Nadal tylko na trójkę

Autor Robert Rybicki
Robert Rybicki

Gdy rok temu prezentowaliśmy raport jakości, przesłanie, jakie niósł ze sobą, nie było zbyt optymistyczne. Z tym większą ciekawością, co zmieniło się przez 12 miesięcy, zabraliśmy się za zbieranie informacji do tegorocznej edycji.

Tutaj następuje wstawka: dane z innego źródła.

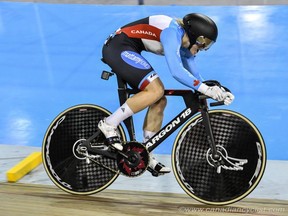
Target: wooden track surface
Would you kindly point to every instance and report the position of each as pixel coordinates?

Czy firmom motoryzacyjnym udało się wreszcie zapanować nad jakością produkowanych samochodów? Źródłem informacji były dla nas zestawienia dwóch niemieckich instytucji: TÜV-u(Związek Nadzoru Technicznego) oraz ADAC (automobilklub). Dlaczego oparliśmy się na materiałach niemieckich? Firmy te dysponują dokładnymi statystykami usterkowości i awaryjności aut. W Polsce takich danych jeszcze nie ma. Według ostatnich badań firmy Eurotax Glass's ponad 54 proc. samochodów poruszających się po polskich drogach ma więcej niż 11 lat. Jeśli dodać do tego blisko 23 proc. aut w przedziale 6-10 lat, to widać wyraźnie, że Polacy poruszają się głównie pojazdami starymi, które choćby z racji wieku nara-żone są na częstsze wizyty w warsztatach - dlatego właśnie zdecydowaliśmy się na skorzystanie z zestawień usterkowości samochodów starszych niż 5-letnie. W przypadku młodszych aut różnice jakościowe nie są tak wyraziste. Niestety aktualne wyniki nie różnią się specjalnie od raportu z zeszłego roku. W pewnym sensie jest to zrozumiałe - na dobre oceny trzeba pracować bardzo długo, 12 miesięcy z pewnością nie wystarczy. Źródłem informacji o nowych autach są akcje naprawcze ogłaszane przez producenta. W dalszym ciągu wiele firm nie może sobie poradzić z jakością produkowanych modeli. Jeśli auto psuje się zaraz po opuszczeniu fabryki, mało prawdopodobne jest, by w późniejszych latach, w miarę zużywania się i starzenia podzespołów sprawiało ono mniej kłopotów. W dalszym ciągu procesem produkcji steruje twarda ekonomia, a decydującą rolę odgrywa koszt wytworzenia auta. Przeciętnemu użytkownikowi oszczędności rzędu kilku euro na samochodzie mogą się wydawać niezrozumiałe. Jeśli jednak pomnożymy je przez wielkość produkcji, pojawiają się wielkie sumy. Ich zaoszczędzenie jest dla producentów zbyt łakomym kąskiem, aby z tego zrezygnować. Szkoda także, że w Europie nie ma ścisłych uregulowań prawnych dotyczących akcji naprawczych zarządzanych przez producentów, jak dzieje się to w USA (patrz: ramka obok). Gdy okazało się, że fabrycznie montowany hak holowniczy w modelach Volvo V40 i V70 jest wadliwy, firma zwlekała z akcją naprawczą 8 miesięcy! Konkluzja z tegorocznego raportu nie jest niestety optymistyczna - większość firm nie może uzyskać więcej niż "zaklętą" ocenę dostateczną. Tradycyjnie już pierwsze miejsce w naszym zestawieniu zajęła Toyota, która pod względem ilości sprzedanych aut plasuje się u nas na 4 miejscu.